Gallaudet Chummy Flyabout
![]() Edson Gallaudet and David Dunlap in the cockpit.
Gallaudet took advantage of the tremendous public fascination with flight and came up with an unusual twin-pusher prop sport plane with a pair of 18 horsepower engines called the Chummy Flyabout.
The little two-seater, built in the Warwick factory, was priced at $3,500, a hefty sum for the day. A 1919 glossy marketing brochure suggested the plane could “be flown to the golf or country club and landed on the fairways.” Readers were tempted with “the joy of flying is to be had for the asking” and “weekend trips to neighboring estates.” Owners could fly “around the ranch or commute to the office by air.” A newspaper advertisement offered the plane as an alternative to courting by automobile and suggested “imagine calling for your young lady in a Flyabout and soaring above the clouds.”
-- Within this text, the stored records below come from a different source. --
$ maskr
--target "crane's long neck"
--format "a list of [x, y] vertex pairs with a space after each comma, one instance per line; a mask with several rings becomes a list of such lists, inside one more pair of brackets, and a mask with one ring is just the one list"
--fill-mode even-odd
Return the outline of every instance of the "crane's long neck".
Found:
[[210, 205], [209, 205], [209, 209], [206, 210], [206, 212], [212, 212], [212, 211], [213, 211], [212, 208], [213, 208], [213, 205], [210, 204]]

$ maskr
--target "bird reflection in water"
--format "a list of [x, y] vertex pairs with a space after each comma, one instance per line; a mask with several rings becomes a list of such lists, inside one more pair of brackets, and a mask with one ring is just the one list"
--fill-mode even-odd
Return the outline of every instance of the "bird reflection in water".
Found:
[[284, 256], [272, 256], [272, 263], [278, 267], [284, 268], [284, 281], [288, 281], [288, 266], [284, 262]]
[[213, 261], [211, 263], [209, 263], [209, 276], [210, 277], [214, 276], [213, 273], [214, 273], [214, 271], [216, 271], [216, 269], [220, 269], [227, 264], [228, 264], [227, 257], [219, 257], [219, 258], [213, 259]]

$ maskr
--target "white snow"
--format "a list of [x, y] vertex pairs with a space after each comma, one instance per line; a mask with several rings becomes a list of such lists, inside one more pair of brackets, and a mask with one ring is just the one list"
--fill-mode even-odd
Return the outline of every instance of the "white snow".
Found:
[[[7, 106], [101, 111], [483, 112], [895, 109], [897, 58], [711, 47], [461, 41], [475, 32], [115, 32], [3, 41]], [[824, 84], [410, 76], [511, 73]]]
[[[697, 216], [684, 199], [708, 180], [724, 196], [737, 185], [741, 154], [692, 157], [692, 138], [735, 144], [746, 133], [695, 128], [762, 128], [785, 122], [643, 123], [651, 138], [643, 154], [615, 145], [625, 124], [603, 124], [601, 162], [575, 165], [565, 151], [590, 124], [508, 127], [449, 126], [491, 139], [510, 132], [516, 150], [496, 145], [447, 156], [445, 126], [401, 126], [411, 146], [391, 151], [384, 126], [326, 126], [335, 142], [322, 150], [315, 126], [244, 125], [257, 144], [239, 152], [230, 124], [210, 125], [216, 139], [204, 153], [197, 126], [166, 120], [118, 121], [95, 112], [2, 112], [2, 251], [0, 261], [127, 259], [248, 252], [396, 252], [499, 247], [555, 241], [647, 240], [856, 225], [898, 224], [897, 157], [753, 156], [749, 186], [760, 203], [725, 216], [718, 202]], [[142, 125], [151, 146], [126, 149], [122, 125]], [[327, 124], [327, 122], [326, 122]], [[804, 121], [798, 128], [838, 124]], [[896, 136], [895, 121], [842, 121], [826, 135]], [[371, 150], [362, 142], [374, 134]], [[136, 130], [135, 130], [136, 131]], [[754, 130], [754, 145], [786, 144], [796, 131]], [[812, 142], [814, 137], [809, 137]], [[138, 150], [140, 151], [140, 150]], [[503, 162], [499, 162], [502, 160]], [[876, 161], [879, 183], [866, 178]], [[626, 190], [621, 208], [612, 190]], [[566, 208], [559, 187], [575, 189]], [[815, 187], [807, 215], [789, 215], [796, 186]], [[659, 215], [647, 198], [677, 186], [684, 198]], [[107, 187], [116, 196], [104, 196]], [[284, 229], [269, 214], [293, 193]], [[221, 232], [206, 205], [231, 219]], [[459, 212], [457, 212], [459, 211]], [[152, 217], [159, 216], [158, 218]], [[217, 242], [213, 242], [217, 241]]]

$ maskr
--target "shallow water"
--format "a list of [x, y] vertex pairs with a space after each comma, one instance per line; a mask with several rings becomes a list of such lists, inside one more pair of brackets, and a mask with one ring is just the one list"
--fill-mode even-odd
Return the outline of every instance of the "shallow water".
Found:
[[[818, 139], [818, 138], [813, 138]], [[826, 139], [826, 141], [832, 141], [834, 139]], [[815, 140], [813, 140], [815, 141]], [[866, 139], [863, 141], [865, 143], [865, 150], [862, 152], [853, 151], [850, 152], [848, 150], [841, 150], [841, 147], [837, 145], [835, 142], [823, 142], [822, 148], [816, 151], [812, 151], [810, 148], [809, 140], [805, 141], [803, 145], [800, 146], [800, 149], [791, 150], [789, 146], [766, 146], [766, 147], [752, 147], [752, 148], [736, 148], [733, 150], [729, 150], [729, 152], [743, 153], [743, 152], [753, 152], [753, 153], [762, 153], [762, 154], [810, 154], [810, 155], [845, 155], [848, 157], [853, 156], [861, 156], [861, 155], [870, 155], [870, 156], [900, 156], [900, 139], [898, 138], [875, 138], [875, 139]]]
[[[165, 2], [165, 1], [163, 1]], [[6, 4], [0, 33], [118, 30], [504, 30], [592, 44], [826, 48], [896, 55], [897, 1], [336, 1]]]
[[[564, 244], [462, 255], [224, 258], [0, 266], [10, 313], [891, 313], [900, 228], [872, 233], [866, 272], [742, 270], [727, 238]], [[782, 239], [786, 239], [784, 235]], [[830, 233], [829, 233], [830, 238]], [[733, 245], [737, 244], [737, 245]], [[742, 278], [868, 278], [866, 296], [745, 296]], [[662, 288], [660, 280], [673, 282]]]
![]() The Chummy was only eighteen feet, seven inches in length, with a 33-foot wingspan. The cockpit was a tight fit for two adults. The Chummy Flyabout was a two-seat biplane, powered with two 18 hp Indian motors driving pusher propellers. Either or both of the air-cooled engines could power the twin 48-inch props through complicated shaft and bevel transmissions. The whole plane weighed only 600 pounds empty (the literature does not indicate how much weight it could carry).
![]() Gallaudet’s company even offered to provide plans for a complete aviation club, including flying lessons, hangars, fuelling station, tools, and a support staff. But only a handful of the little planes were ever built.